Sta nella natura di cotali libri che essi diano occasione di continue aggiunte; pertanto la Graphia contiene parti diverse che derivano da tempi varî. Essa incomincia narrando, secondo la tradizione, che Noè fondava, non lungi da Roma, una città appellata dal suo nome, e che Giano, figliuolo di lui, Japeto e Camese edificavano sul monte Palatino la città di Gianicolo, e nel Transtevere il palazzo Gianicolo[652]. Giano dimorava sul Palatino, e dappoi, con Nemrod ossia Saturno (evirato da Giove suo figlio), erigeva la città di Saturnia sul Campidoglio[653]. Indi, re Italo, coi Siracusani, costrusse, presso al fiume Albula o Tibris, la città di pari nome; ed altri Re, Hemiles, Tiberis, Evandro, Coriba, Glauco Enea, Aventino, altre città innalzarono, finchè, quattrocento trentatre anni dopo la caduta di Troja, nel giorno 17 di Aprile, Romolo le cinse tutte quante di muro, e vi diè nome di Roma: allora, non soltanto tutti gli Itali, ma quasi tutti i nobili uomini di tutto il mondo, vennero con loro donne e con loro fanciulli ad abitarvi[654]. Il nesso in cui si pone il Noè dell’antico Testamento colla fondazione di Roma, dà prova della maestria di combinazioni che possiede la tradizione; del resto, non potremmo fare che inutili tentativi, se volessimo determinare il tempo in cui quella tradizione sia sorta.

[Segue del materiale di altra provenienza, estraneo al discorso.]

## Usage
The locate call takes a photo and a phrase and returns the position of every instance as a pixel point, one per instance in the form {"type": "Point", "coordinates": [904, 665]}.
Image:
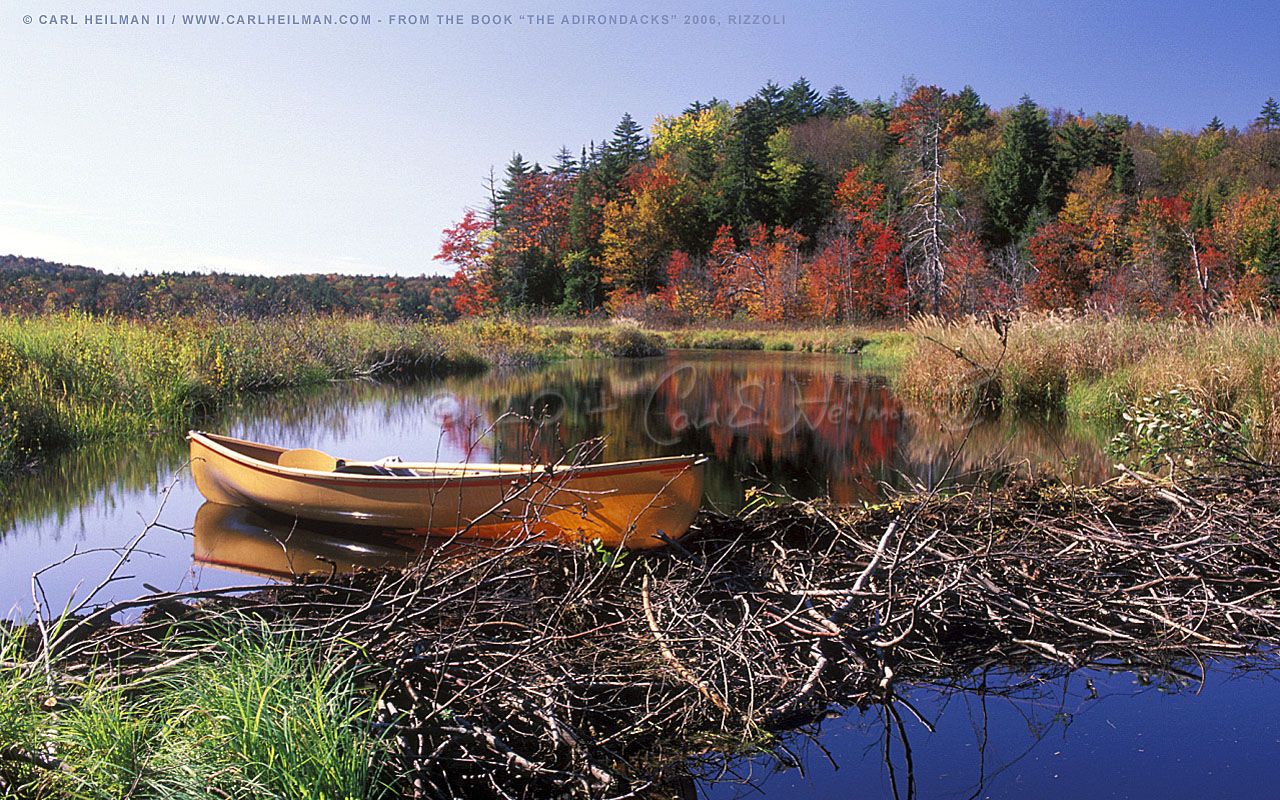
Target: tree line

Più tardi, nei secoli decimoterzo e decimoquarto, libri parecchi andarono tessendo le favole della origine prima di Roma; ed ebbero vita il Liber Imperialis, il Rumuleon, la Fiorita d’Italia, la Historia Trojana et Romana. Queste tradizioni vennero massimamente in fiore allorchè le città italiche incominciarono a ottenere le loro libertà, chè ognuna bramò ornarsi del pregio di antiche genealogie[655].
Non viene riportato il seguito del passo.